Correlation Between Hawaiian Tax-free and Aquila Tax-free
Can any of the company-specific risk be diversified away by investing in both Hawaiian Tax-free and Aquila Tax-free at the same time? Although using a correlation coefficient on its own may not help to predict future stock returns, this module helps to understand the diversifiable risk of combining Hawaiian Tax-free and Aquila Tax-free into the same portfolio, which is an essential part of the fundamental portfolio management process.
By analyzing existing cross correlation between Hawaiian Tax Free Trust and Aquila Tax Free Trust, you can compare the effects of market volatilities on Hawaiian Tax-free and Aquila Tax-free and check how they will diversify away market risk if combined in the same portfolio for a given time horizon. You can also utilize pair trading strategies of matching a long position in Hawaiian Tax-free with a short position of Aquila Tax-free. Check out your portfolio center. Please also check ongoing floating volatility patterns of Hawaiian Tax-free and Aquila Tax-free.
Diversification Opportunities for Hawaiian Tax-free and Aquila Tax-free
0.81 | Correlation Coefficient |
Very poor diversification
The 3 months correlation between Hawaiian and Aquila is 0.81. Overlapping area represents the amount of risk that can be diversified away by holding Hawaiian Tax Free Trust and Aquila Tax Free Trust in the same portfolio, assuming nothing else is changed. The correlation between historical prices or returns on Aquila Tax Free and Hawaiian Tax-free is a relative statistical measure of the degree to which these equity instruments tend to move together. The correlation coefficient measures the extent to which returns on Hawaiian Tax Free Trust are associated (or correlated) with Aquila Tax-free. Values of the correlation coefficient range from -1 to +1, where. The correlation of zero (0) is possible when the price movement of Aquila Tax Free has no effect on the direction of Hawaiian Tax-free i.e., Hawaiian Tax-free and Aquila Tax-free go up and down completely randomly.
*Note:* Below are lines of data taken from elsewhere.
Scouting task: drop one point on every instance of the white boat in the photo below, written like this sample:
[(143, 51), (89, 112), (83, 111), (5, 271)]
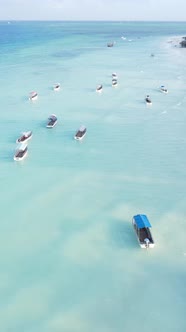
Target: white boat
[(148, 100), (81, 132), (52, 120), (21, 152), (99, 88), (33, 95), (142, 227), (114, 76), (163, 89), (24, 137), (110, 44), (57, 87), (114, 82)]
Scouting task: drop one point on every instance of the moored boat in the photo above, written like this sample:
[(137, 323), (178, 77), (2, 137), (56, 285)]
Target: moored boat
[(163, 89), (114, 82), (110, 44), (80, 133), (148, 100), (99, 88), (33, 95), (142, 227), (24, 137), (21, 152), (114, 76), (57, 87), (52, 120)]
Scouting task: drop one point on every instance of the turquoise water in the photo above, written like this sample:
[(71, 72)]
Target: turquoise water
[(69, 258)]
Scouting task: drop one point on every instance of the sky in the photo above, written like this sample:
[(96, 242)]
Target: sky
[(121, 10)]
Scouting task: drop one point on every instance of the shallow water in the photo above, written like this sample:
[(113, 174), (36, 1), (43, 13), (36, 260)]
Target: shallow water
[(69, 259)]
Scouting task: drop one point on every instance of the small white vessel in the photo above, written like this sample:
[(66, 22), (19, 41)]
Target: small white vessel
[(52, 120), (99, 88), (163, 89), (114, 82), (114, 76), (21, 152), (33, 95), (142, 227), (57, 87), (148, 100), (81, 132), (24, 137)]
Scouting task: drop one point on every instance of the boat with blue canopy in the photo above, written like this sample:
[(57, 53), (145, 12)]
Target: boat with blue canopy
[(142, 227)]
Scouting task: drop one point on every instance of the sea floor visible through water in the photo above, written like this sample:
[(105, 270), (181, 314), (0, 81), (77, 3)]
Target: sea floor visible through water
[(70, 260)]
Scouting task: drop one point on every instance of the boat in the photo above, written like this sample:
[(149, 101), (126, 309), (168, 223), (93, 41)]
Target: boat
[(114, 76), (33, 95), (163, 89), (24, 137), (99, 88), (142, 227), (110, 44), (80, 133), (57, 87), (148, 100), (21, 152), (52, 120), (114, 82)]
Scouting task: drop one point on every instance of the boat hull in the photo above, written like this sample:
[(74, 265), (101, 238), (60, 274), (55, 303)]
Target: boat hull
[(143, 235), (23, 140), (20, 158)]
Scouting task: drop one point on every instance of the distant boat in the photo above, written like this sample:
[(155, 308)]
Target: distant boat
[(142, 227), (33, 95), (52, 120), (110, 44), (99, 88), (148, 100), (114, 82), (24, 137), (163, 89), (57, 87), (80, 133), (21, 152), (114, 76)]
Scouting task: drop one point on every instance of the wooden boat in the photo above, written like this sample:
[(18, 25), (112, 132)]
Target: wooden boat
[(142, 227), (110, 44), (57, 87), (81, 132), (99, 88), (24, 137), (148, 100), (52, 120), (114, 76), (33, 95), (21, 152), (114, 82)]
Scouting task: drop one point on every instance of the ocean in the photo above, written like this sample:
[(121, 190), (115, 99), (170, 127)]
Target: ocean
[(70, 260)]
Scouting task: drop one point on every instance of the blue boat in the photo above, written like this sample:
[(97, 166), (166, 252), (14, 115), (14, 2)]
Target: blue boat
[(142, 228)]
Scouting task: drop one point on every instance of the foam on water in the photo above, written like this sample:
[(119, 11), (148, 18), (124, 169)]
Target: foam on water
[(69, 259)]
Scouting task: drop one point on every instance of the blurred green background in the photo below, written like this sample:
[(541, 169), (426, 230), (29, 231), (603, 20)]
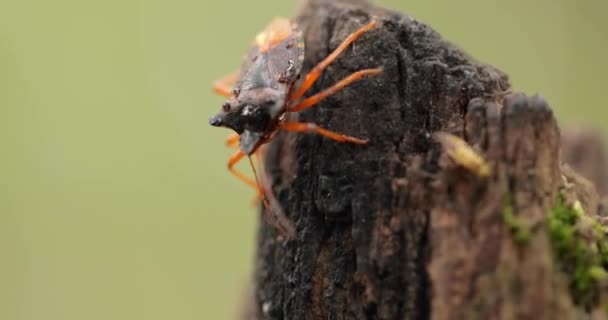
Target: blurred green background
[(114, 198)]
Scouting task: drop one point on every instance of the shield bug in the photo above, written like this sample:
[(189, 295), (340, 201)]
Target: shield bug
[(264, 91)]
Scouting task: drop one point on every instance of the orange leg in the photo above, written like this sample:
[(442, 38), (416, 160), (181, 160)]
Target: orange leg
[(311, 101), (236, 157), (232, 140), (223, 86), (316, 72), (311, 127)]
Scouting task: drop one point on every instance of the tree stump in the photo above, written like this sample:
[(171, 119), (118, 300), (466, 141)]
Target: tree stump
[(397, 229)]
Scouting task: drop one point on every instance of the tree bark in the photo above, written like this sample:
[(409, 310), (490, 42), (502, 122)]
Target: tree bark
[(397, 229)]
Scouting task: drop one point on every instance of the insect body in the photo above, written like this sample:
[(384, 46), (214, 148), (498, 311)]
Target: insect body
[(265, 91)]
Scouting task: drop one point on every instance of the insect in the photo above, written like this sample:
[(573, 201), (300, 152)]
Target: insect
[(463, 154), (264, 91)]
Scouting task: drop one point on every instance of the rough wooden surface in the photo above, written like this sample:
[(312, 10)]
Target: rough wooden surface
[(393, 230)]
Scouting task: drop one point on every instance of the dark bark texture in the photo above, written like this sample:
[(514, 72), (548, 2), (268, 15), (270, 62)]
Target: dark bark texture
[(395, 229)]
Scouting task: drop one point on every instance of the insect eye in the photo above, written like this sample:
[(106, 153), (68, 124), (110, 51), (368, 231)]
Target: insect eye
[(226, 106)]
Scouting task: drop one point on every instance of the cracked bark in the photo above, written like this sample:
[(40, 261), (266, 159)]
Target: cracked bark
[(392, 230)]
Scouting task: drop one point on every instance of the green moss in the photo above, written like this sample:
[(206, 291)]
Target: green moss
[(581, 248), (520, 231)]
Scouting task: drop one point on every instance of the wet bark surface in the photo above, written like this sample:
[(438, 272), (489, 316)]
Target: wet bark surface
[(396, 229)]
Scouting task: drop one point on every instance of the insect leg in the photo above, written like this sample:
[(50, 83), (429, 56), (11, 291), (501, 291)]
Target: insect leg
[(313, 128), (236, 157), (311, 101), (223, 86), (316, 72)]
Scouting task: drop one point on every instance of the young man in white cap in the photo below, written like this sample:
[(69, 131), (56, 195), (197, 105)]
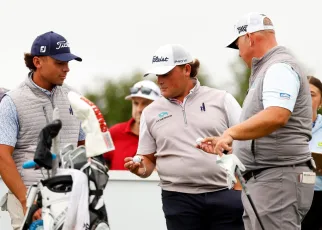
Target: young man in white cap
[(195, 192), (276, 122), (24, 111), (125, 135)]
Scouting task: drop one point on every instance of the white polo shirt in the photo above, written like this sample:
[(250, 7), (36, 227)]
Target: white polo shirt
[(281, 86)]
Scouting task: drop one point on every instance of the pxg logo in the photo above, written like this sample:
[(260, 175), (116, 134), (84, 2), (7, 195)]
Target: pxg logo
[(163, 114)]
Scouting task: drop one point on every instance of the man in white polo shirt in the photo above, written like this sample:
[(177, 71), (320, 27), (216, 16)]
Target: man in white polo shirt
[(276, 122), (195, 193)]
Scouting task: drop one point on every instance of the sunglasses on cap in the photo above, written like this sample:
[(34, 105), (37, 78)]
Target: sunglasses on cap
[(144, 90)]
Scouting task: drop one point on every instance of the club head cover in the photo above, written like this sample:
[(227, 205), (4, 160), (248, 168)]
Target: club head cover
[(98, 139), (43, 156)]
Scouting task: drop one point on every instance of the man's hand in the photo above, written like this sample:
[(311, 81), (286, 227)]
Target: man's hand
[(37, 215), (217, 145), (134, 167)]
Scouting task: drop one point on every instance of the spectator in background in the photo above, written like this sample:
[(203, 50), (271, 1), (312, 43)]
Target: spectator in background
[(2, 92), (312, 219), (125, 135)]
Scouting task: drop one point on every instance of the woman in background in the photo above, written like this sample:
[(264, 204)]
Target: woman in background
[(312, 220)]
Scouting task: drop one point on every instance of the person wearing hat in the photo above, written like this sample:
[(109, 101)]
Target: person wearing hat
[(125, 135), (272, 140), (195, 192), (24, 111)]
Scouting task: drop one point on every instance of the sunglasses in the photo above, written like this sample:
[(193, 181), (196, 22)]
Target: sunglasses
[(144, 90)]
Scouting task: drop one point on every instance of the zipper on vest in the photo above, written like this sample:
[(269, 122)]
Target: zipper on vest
[(45, 113), (184, 116)]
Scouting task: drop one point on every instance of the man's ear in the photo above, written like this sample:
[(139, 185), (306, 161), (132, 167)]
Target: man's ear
[(187, 70), (250, 39), (37, 62)]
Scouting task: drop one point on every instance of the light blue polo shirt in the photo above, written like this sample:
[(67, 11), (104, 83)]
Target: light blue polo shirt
[(9, 123)]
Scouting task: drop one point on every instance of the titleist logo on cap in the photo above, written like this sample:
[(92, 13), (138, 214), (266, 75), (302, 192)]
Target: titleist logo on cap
[(62, 44), (242, 29), (159, 59), (181, 61)]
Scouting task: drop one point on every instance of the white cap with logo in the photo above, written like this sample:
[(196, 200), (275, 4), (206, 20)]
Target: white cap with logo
[(145, 89), (167, 57), (249, 23)]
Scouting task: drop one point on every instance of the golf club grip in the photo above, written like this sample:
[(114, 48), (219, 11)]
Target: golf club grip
[(33, 164), (30, 214)]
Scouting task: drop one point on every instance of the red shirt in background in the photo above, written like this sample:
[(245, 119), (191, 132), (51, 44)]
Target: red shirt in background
[(125, 142)]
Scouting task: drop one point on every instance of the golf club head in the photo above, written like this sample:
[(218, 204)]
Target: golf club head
[(43, 156), (75, 158), (63, 154)]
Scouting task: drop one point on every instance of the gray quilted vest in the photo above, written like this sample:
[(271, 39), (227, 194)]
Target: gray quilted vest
[(289, 144), (35, 110)]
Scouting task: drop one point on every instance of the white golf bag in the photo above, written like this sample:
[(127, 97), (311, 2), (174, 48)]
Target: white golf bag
[(72, 198)]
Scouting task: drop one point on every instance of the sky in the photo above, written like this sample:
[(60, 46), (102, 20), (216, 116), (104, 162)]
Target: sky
[(116, 38)]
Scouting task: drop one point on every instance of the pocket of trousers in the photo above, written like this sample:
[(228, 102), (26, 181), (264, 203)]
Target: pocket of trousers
[(3, 202), (304, 196)]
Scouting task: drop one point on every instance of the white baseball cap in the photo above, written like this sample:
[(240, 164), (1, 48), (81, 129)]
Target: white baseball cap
[(167, 57), (249, 23), (145, 89)]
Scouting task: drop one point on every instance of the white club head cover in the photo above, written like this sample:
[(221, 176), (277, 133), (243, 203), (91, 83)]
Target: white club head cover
[(98, 139), (229, 162)]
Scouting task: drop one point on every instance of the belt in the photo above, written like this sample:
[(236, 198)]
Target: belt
[(254, 173)]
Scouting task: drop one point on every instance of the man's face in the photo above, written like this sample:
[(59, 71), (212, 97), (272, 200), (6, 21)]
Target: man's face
[(173, 83), (245, 49), (53, 71), (138, 104)]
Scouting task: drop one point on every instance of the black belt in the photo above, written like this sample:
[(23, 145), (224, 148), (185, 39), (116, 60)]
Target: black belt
[(254, 173)]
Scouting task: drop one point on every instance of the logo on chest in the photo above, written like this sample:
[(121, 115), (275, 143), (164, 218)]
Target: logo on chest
[(163, 115)]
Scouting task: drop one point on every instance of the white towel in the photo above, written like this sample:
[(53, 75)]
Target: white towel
[(77, 217)]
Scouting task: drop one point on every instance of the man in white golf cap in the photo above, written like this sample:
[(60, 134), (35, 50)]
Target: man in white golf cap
[(276, 122), (125, 135), (195, 192)]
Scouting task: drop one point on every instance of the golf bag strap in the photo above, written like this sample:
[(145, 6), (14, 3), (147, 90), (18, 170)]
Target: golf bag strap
[(96, 192)]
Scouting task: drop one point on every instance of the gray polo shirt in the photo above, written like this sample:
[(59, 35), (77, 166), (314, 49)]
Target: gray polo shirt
[(169, 129)]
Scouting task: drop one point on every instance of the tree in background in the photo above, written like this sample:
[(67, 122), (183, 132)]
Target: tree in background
[(111, 99)]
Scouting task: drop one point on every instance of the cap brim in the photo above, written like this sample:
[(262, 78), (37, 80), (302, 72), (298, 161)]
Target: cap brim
[(149, 97), (233, 45), (66, 57), (159, 70)]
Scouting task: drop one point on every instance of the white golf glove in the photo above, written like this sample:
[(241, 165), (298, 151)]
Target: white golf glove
[(229, 162), (98, 139)]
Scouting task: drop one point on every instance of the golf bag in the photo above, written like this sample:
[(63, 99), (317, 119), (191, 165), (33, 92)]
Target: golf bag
[(53, 194)]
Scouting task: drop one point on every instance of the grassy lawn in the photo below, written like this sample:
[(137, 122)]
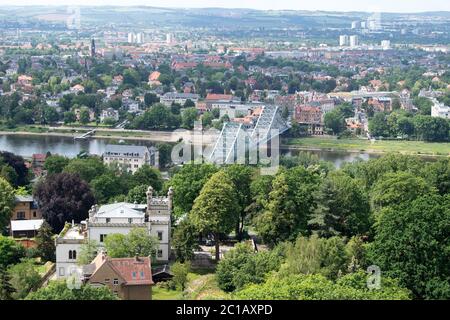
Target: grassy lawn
[(202, 285), (165, 294), (407, 147)]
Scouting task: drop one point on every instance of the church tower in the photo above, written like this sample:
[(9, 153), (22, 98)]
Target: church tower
[(159, 210)]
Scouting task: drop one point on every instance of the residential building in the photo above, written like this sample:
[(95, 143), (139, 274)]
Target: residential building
[(439, 109), (310, 116), (26, 208), (68, 244), (25, 228), (354, 41), (128, 278), (154, 216), (109, 113), (130, 158), (344, 40), (180, 98)]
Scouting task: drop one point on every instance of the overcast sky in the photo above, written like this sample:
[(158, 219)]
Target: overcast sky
[(329, 5)]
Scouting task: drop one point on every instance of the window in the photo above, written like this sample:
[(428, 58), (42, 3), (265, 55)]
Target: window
[(72, 254)]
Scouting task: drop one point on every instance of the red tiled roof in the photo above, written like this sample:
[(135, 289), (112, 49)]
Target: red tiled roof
[(215, 96), (39, 156), (135, 271)]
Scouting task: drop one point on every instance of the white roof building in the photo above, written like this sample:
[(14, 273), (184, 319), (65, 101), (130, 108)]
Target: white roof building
[(439, 110), (26, 225)]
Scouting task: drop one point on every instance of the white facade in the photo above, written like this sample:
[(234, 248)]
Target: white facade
[(130, 158), (343, 40), (68, 245), (180, 98), (117, 218), (439, 109), (354, 41)]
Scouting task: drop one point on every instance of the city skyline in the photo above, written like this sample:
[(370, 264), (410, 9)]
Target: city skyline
[(323, 5)]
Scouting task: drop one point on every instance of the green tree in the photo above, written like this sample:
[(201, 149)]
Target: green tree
[(45, 242), (63, 197), (216, 209), (316, 255), (147, 175), (24, 278), (55, 164), (412, 245), (84, 115), (58, 290), (107, 186), (438, 174), (180, 274), (242, 266), (69, 117), (378, 126), (334, 121), (188, 117), (342, 207), (185, 240), (399, 187), (6, 203), (241, 176), (431, 128), (6, 289), (137, 242), (289, 207), (317, 287), (187, 183), (138, 194)]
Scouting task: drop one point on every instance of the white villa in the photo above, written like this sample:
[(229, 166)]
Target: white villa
[(439, 109), (115, 218), (130, 158)]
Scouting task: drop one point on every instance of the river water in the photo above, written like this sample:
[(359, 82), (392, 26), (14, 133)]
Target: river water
[(27, 145)]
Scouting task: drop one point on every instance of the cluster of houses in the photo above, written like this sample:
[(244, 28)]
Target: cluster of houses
[(131, 277)]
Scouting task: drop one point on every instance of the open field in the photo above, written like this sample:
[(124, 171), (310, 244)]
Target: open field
[(202, 285), (379, 146)]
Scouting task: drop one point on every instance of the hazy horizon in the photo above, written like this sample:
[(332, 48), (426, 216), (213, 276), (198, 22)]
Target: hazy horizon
[(408, 6)]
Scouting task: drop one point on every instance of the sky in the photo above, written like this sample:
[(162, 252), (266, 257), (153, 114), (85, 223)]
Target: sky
[(326, 5)]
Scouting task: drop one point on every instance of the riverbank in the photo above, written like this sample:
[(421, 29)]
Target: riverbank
[(105, 133), (364, 145)]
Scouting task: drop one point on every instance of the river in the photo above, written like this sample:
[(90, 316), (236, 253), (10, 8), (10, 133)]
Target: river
[(27, 145)]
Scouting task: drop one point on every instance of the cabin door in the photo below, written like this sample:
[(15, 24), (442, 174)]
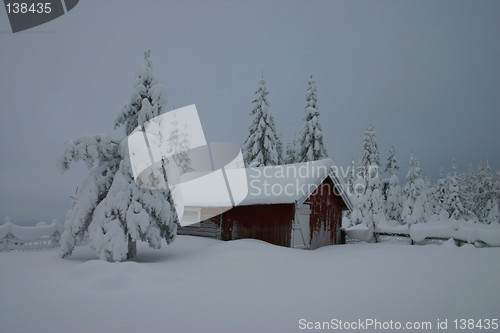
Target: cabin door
[(301, 236)]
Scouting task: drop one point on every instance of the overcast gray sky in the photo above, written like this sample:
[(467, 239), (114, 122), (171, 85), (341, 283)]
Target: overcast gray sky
[(426, 74)]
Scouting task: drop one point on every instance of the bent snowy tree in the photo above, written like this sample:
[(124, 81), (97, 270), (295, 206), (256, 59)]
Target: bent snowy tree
[(109, 205)]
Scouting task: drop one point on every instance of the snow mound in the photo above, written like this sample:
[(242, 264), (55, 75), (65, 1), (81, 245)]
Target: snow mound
[(41, 230)]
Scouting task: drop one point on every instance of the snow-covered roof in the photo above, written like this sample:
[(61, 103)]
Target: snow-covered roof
[(290, 183), (30, 232)]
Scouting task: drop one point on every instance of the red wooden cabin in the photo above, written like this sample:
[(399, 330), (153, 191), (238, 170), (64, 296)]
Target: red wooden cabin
[(297, 205)]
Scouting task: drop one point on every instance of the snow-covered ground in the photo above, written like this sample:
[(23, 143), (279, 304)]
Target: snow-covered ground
[(206, 285)]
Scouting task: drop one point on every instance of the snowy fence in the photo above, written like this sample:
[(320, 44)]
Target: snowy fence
[(28, 238), (480, 235)]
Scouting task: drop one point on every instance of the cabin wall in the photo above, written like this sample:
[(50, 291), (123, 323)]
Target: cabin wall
[(270, 223), (326, 215)]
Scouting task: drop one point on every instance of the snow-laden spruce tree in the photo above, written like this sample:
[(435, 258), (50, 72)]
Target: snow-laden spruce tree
[(291, 152), (311, 146), (487, 196), (456, 207), (368, 187), (441, 193), (393, 190), (109, 205), (370, 156), (261, 145), (414, 195)]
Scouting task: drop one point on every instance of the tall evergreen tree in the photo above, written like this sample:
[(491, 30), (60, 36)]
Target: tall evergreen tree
[(456, 208), (487, 197), (260, 146), (393, 190), (291, 151), (414, 195), (370, 157), (369, 203), (311, 146), (109, 205)]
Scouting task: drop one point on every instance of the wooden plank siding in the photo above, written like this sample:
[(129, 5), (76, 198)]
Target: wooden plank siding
[(326, 215), (205, 228), (270, 223)]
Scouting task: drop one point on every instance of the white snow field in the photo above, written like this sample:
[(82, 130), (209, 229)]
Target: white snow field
[(206, 285)]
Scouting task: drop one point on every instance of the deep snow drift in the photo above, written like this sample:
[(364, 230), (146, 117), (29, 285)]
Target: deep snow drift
[(206, 285)]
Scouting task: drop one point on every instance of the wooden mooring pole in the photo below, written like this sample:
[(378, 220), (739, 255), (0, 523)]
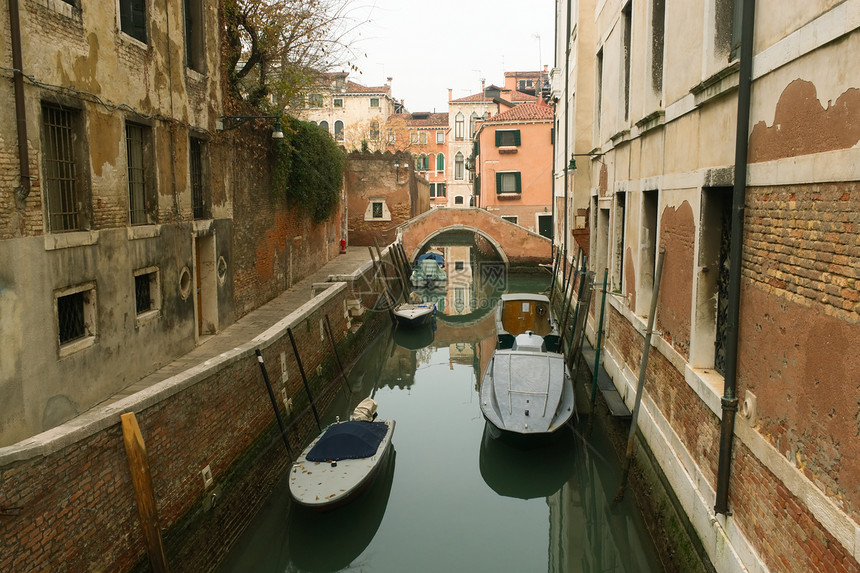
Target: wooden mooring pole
[(274, 403), (141, 479), (642, 368), (304, 377)]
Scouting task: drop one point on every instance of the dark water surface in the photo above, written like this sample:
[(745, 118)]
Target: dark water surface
[(450, 499)]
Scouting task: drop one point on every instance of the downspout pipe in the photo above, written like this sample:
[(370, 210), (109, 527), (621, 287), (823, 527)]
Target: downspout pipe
[(20, 108), (729, 400), (566, 133)]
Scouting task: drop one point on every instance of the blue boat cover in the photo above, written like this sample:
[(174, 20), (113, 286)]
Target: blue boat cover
[(348, 441), (433, 256)]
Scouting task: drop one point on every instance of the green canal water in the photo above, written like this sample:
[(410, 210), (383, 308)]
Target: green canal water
[(451, 499)]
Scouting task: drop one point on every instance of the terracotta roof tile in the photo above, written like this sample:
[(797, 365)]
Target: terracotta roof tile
[(524, 112)]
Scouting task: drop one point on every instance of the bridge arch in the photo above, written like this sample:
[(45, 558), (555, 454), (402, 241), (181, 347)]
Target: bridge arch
[(515, 244)]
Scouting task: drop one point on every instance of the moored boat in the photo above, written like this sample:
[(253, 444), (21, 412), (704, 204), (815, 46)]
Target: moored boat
[(414, 314), (340, 462), (518, 313)]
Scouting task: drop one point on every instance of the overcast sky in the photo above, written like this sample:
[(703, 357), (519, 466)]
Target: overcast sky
[(428, 47)]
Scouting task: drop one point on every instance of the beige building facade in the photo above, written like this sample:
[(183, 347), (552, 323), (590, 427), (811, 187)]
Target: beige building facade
[(649, 100)]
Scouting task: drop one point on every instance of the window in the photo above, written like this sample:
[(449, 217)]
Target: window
[(147, 291), (199, 200), (507, 138), (62, 184), (377, 210), (141, 183), (194, 54), (132, 16), (508, 182), (76, 316), (437, 190)]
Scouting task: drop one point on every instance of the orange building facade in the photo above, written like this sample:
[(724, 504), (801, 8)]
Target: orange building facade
[(512, 162)]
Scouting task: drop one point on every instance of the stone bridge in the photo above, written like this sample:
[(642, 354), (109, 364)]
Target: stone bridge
[(515, 244)]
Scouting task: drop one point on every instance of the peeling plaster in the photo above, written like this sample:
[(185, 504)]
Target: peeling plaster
[(802, 125)]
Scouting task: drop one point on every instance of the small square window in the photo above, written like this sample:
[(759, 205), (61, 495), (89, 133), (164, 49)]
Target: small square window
[(147, 291), (76, 317)]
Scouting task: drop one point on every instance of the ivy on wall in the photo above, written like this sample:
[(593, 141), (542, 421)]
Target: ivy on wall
[(309, 168)]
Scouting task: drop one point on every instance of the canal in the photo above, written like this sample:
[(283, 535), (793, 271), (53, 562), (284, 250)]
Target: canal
[(451, 499)]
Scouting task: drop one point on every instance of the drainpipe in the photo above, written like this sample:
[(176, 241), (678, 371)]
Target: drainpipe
[(566, 133), (729, 400), (20, 109)]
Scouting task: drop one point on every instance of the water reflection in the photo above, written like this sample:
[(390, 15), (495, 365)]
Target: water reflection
[(456, 500)]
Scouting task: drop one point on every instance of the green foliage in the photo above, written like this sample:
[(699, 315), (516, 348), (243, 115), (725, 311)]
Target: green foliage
[(308, 168)]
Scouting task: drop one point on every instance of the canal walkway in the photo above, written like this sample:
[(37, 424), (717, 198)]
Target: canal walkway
[(254, 323)]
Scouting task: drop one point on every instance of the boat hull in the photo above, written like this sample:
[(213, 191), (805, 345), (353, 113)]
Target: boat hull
[(326, 485)]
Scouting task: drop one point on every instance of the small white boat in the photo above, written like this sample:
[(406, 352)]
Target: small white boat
[(342, 460), (414, 314), (526, 391)]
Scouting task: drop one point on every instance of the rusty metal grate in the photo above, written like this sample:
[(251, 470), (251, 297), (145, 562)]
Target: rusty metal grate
[(61, 184)]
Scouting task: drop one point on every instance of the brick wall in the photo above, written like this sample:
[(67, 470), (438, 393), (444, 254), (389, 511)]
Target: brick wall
[(72, 506), (777, 524)]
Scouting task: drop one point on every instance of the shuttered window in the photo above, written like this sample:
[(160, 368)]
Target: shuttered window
[(508, 182), (507, 137)]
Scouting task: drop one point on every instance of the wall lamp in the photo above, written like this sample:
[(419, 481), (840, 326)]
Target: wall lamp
[(572, 165), (228, 122)]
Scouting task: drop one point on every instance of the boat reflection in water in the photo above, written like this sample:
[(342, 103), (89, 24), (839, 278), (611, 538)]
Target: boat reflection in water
[(323, 542), (530, 473), (415, 338)]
Pair Corralation between Hawaiian Tax-free and Aquila Tax-free
Assuming the 90 days horizon Hawaiian Tax-free is expected to generate 2.37 times less return on investment than Aquila Tax-free. But when comparing it to its historical volatility, Hawaiian Tax Free Trust is 1.08 times less risky than Aquila Tax-free. It trades about 0.04 of its potential returns per unit of risk. Aquila Tax Free Trust is currently generating about 0.09 of returns per unit of risk over similar time horizon. If you would invest 975.00 in Aquila Tax Free Trust on September 5, 2024 and sell it today you would earn a total of 11.00 from holding Aquila Tax Free Trust or generate 1.13% return on investment over 90 days.
Time Period | 3 Months [change] |
Direction | Moves Together |
Strength | Strong |
Accuracy | 100.0% |
Values | Daily Returns |
Hawaiian Tax Free Trust vs. Aquila Tax Free Trust
Performance |
Timeline |
Hawaiian Tax Free |
Aquila Tax Free |
Hawaiian Tax-free and Aquila Tax-free Volatility Contrast
Predicted Return Density |
Returns |
Pair Trading with Hawaiian Tax-free and Aquila Tax-free
The main advantage of trading using opposite Hawaiian Tax-free and Aquila Tax-free positions is that it hedges away some unsystematic risk. Because of two separate transactions, even if Hawaiian Tax-free position performs unexpectedly, Aquila Tax-free can make up some of the losses. Pair trading also minimizes risk from directional movements in the market. For example, if an entire industry or sector drops because of unexpected headlines, the short position in Aquila Tax-free will offset losses from the drop in Aquila Tax-free's long position.Hawaiian Tax-free vs. Aquila Three Peaks | Hawaiian Tax-free vs. Aquila Three Peaks | Hawaiian Tax-free vs. Aquila Three Peaks | Hawaiian Tax-free vs. Aquila Three Peaks |
Aquila Tax-free vs. Siit High Yield | Aquila Tax-free vs. Pace High Yield | Aquila Tax-free vs. Msift High Yield | Aquila Tax-free vs. Guggenheim High Yield |
Check out your portfolio center.Note that this page's information should be used as a complementary analysis to find the right mix of equity instruments to add to your existing portfolios or create a brand new portfolio. You can also try the Portfolio Dashboard module to portfolio dashboard that provides centralized access to all your investments.